John Killinger once told of a woman who was approaching the end of her life. She expressed her feelings like this, “I am ready to go, but I am not ready to leave.” And many of us can relate to that. Life is a wonderful experience. And that is how we ought to feel about it.

Others of us are willing to let go of our own lives, but not willing to let go of those we love. Perfectly understandable. Jesus did not condemn Mary and Martha for the tears they shed at the death of their brother Lazarus. In fact, Jesus cried, too. It’s hard to let go of loved ones.

Have you heard about a product called LifeGem? LifeGems are very special synthetic diamonds. Synthetic diamonds are made by compressing carbon, the primary element of all diamonds, to pressures approaching the pressures that produce diamonds deep inside the earth. The twist here is that the carbon LifeGem uses happens to come from cremains, the ashes left from cremating a human body. In other words, rather than putting the ashes of a loved one in an urn or scattering them someplace, LifeGem will compress those ashes into a high quality diamond which you could wear around your neck or on your finger. Prices start at $3,000.

Well, that’s one way of dealing with the death of a loved one, I suppose, as long as you can afford it. I personally would rather see the money used, say, to endow a memorial in the loved one’s name, but you can see how this could be appealing to some people. We want to hold on to those we love.

A better way of dealing with death, however, is to recognize it as a time of transition. It’s a trip that all of us will make one day. We don’t need to be morbid about it. In fact, this will be the most exciting trip we’ll ever take. It’s a time of transition. Death is but a journey from this world to the next.

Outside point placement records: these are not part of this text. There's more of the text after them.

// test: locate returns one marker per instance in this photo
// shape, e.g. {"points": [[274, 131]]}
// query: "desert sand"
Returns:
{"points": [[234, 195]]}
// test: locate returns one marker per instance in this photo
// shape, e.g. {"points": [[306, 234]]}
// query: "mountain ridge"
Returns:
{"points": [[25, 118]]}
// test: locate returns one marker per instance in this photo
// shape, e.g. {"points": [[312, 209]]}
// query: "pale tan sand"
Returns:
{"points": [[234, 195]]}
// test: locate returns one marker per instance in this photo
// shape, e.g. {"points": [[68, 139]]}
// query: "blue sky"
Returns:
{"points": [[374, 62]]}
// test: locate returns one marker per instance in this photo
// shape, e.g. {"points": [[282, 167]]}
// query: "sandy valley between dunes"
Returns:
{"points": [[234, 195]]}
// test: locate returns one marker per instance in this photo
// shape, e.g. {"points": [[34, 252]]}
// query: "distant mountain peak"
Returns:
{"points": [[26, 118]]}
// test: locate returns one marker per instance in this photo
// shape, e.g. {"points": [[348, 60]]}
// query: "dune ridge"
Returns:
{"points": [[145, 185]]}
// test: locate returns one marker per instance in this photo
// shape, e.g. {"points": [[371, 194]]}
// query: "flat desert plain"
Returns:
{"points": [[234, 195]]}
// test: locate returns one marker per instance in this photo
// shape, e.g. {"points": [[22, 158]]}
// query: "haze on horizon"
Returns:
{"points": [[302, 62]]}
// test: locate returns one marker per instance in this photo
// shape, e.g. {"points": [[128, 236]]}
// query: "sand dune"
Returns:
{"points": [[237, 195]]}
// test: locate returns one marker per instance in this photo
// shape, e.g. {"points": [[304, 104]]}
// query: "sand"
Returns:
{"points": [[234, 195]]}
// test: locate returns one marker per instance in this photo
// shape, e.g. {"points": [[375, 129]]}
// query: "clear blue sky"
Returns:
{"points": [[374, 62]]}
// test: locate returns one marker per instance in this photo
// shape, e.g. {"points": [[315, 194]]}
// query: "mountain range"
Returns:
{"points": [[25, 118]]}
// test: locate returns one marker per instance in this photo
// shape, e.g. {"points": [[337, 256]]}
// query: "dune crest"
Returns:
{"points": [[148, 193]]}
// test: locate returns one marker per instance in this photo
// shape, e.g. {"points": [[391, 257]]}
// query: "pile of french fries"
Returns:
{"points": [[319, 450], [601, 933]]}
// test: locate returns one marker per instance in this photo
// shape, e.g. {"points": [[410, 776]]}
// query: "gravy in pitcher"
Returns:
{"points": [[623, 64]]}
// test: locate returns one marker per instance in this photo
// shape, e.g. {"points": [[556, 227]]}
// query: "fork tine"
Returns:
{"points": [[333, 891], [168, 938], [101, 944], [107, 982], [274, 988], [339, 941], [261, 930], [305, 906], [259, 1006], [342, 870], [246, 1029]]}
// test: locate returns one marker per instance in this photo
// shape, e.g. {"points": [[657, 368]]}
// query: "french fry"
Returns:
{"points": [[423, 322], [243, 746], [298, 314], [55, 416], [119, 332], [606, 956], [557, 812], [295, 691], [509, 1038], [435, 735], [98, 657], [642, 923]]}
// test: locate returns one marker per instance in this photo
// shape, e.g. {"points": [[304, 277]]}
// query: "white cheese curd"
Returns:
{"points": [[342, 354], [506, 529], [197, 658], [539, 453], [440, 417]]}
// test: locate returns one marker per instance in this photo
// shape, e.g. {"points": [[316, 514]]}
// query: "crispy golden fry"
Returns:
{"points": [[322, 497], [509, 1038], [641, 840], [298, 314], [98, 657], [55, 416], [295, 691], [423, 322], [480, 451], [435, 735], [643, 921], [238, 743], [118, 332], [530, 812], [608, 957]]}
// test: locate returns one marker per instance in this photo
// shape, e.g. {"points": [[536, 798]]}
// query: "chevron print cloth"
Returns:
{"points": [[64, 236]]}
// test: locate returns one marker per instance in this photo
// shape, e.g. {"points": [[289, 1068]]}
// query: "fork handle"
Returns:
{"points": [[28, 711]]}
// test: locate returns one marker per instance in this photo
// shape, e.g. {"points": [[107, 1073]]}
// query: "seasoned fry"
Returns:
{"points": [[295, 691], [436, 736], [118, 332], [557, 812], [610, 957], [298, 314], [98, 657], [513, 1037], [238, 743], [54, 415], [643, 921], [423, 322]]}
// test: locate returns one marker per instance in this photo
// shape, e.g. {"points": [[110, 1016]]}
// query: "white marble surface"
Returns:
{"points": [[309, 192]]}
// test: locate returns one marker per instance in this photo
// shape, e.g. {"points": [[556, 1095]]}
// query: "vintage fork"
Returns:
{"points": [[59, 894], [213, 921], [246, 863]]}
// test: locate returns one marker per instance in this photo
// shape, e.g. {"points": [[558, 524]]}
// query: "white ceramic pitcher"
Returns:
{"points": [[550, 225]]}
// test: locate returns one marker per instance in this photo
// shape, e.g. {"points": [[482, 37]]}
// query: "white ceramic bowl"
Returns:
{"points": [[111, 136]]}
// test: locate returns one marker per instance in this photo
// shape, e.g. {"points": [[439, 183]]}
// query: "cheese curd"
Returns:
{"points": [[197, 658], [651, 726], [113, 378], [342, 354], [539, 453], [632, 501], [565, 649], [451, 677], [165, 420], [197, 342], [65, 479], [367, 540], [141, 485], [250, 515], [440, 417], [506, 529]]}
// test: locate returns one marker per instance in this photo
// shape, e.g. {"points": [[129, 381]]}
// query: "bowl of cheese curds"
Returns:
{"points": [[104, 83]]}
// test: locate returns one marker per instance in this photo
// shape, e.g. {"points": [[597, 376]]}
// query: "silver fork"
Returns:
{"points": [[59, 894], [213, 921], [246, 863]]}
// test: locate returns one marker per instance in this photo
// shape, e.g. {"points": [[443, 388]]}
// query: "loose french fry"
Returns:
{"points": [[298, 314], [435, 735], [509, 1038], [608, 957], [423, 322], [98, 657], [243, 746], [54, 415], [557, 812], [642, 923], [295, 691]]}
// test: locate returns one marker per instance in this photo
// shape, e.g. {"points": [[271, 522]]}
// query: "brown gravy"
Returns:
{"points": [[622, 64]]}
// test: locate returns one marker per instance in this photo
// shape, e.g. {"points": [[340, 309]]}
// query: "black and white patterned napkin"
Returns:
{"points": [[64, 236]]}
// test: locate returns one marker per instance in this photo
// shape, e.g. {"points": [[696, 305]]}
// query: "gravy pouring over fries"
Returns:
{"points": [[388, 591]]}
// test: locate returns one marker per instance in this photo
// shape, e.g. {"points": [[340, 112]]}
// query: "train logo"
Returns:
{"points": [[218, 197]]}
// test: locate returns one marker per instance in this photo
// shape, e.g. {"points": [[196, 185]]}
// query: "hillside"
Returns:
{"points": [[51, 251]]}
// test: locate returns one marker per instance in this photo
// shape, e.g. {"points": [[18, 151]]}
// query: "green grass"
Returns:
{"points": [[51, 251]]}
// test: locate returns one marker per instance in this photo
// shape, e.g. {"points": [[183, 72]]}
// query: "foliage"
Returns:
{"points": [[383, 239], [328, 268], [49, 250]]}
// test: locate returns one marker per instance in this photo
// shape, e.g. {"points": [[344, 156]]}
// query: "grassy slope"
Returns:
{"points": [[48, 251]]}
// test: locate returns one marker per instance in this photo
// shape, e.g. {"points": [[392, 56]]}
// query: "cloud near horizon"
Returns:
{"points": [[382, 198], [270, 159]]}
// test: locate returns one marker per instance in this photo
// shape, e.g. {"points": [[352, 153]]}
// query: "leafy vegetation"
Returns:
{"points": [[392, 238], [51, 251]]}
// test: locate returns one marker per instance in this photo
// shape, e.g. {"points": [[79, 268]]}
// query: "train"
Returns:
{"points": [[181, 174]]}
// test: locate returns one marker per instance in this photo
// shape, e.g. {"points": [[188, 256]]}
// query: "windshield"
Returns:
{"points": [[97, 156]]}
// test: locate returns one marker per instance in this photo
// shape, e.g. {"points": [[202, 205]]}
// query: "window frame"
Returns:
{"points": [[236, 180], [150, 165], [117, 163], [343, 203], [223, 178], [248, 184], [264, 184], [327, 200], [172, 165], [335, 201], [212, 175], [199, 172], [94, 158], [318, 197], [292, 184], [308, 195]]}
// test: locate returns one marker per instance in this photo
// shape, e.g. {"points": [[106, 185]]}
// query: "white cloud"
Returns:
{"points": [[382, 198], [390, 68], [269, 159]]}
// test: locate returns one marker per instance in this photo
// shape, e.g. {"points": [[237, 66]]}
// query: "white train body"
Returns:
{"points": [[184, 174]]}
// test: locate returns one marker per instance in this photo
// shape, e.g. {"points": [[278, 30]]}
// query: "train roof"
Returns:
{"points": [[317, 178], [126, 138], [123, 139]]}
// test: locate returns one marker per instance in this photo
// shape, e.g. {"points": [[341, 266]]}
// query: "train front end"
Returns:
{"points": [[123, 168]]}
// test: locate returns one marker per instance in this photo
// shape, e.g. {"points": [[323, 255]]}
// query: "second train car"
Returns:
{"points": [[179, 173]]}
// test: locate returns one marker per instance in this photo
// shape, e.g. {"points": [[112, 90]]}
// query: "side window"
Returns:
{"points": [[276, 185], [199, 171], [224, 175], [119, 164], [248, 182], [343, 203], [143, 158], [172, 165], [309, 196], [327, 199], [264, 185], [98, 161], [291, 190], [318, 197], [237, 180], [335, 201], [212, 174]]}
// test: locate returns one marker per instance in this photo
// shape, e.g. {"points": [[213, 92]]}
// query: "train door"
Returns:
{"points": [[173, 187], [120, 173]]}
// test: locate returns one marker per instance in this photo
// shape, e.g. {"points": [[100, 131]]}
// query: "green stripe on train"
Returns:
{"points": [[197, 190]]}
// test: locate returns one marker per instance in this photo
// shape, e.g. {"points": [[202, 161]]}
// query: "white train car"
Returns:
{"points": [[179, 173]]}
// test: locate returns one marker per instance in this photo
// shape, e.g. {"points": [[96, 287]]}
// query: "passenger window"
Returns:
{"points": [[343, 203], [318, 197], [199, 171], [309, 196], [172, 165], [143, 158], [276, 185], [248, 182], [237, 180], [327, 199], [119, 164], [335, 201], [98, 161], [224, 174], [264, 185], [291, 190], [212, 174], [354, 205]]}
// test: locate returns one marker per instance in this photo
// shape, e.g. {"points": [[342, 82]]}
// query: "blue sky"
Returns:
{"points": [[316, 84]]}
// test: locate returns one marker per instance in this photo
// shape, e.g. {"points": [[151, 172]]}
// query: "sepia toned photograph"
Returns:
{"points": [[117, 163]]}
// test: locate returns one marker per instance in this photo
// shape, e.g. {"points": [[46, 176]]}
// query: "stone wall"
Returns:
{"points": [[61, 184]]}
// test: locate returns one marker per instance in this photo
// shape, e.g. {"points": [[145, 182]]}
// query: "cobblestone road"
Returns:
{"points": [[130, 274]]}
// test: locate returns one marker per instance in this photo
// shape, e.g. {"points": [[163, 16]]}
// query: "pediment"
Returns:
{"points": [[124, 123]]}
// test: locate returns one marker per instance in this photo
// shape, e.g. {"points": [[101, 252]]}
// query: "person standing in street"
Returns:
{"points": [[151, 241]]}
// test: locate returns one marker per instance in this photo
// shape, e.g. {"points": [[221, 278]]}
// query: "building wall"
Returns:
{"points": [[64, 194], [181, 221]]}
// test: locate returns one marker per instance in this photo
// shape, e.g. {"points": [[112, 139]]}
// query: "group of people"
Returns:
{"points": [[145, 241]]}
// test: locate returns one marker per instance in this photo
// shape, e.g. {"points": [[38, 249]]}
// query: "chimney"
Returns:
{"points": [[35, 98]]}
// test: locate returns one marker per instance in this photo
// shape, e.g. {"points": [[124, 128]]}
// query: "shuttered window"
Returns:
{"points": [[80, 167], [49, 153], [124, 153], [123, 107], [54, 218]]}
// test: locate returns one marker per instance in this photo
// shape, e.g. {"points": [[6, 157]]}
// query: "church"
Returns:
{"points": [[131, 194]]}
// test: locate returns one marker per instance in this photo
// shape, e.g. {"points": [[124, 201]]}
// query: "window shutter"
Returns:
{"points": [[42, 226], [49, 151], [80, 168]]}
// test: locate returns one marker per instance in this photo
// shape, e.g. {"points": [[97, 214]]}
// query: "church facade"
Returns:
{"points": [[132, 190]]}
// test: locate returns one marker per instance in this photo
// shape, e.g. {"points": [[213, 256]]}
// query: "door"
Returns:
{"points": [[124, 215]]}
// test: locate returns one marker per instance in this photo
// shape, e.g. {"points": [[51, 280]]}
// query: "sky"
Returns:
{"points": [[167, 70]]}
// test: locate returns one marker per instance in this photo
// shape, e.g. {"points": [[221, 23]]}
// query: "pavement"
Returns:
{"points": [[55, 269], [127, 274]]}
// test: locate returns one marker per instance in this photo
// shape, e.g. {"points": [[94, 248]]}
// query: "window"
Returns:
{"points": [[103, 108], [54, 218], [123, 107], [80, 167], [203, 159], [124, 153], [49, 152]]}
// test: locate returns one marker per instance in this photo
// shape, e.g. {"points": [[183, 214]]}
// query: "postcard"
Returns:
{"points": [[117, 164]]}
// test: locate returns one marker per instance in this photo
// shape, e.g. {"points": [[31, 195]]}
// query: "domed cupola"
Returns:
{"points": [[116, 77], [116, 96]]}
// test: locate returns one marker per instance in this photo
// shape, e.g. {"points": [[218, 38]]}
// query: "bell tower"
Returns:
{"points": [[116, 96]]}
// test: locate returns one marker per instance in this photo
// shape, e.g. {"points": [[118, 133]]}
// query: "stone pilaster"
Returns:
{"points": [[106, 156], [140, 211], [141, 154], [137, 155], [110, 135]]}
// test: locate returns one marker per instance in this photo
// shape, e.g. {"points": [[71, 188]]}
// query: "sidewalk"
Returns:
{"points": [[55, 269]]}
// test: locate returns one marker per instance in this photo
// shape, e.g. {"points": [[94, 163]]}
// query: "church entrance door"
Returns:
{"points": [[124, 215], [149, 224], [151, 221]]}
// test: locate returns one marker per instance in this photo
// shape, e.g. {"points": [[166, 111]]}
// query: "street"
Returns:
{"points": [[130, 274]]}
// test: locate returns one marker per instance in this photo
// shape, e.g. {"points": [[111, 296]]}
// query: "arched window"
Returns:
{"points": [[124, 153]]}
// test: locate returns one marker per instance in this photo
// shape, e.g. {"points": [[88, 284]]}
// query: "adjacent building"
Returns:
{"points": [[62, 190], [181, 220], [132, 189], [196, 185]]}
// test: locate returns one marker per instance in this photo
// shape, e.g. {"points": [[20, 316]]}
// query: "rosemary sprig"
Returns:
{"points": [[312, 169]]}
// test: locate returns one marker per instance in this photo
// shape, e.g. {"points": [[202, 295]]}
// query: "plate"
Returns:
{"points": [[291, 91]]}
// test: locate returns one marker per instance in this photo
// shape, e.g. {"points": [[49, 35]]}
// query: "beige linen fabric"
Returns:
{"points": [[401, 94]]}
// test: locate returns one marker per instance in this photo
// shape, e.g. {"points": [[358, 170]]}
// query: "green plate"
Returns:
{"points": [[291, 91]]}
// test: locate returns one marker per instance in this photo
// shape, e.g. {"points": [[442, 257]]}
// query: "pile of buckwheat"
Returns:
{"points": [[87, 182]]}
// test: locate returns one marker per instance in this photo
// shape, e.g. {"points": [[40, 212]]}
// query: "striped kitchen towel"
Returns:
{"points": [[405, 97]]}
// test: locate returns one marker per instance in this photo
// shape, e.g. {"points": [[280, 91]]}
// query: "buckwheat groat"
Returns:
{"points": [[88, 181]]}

The Sadducees tried to negate the very reason for Jesus’ life and mission and being. The Sadducees did not know a God who could love us this much, the Sadducees did not know a God who could restore what was corrupted, the Sadducees did not know that God had a plan for the restoration of the world and for ultimate justice and peace and healing of all the wounds of our fallen state. But a child of the resurrection knows that through death God has provided a way for us to be born again into a living hope.

If death is our ultimate end, then there is no purpose to life except to maximize our own enjoyment for our very brief time on this planet. If death is our ultimate end, then we are born dying. But if we are children of God and children of the resurrection, then we know that death is not the end of us. It is the end of injustice and suffering and evil and pain, and the gateway to new life and freedom and the love of God. It’s an occasion of great and lasting joy.

Speaking of great joy, when Antonia “Toni” Larroux died, her adult children wrote an interesting obituary. It read: “(Her memorial service) will be led by The Rev. Curt Moore of Orlando, Florida, a questionable choice for any spiritual event, but one the family felt would be appropriate due to the fact that every time Toni heard Curt preach she prayed for Jesus to return at that very moment.”

The obituary continued like this: “On a last but serious note, the woman who loved life and taught her children to ‘laugh at the days to come’ is now safely in the arms of Jesus and dancing at the wedding feast of the Lamb. Anyone wearing black will not be admitted to the memorial.  She is not dead.  She is alive.”

That is the ultimate message of Jesus to the Sadducees – and to us. You are not dead. You are alive. God is not the God of the dead, but of the living. God made you to be eternally alive. God’s nature is to love you and provide you with abundant and eternal life – even when that life requires God to take the penalty of death on our behalf through Jesus’ death on the cross. And God’s final plan is to restore all of creation back to God’s original plan, a world of justice, peace and wholeness. The road does not end at the cemetery. For God is the God of the living – and we are children of the resurrection.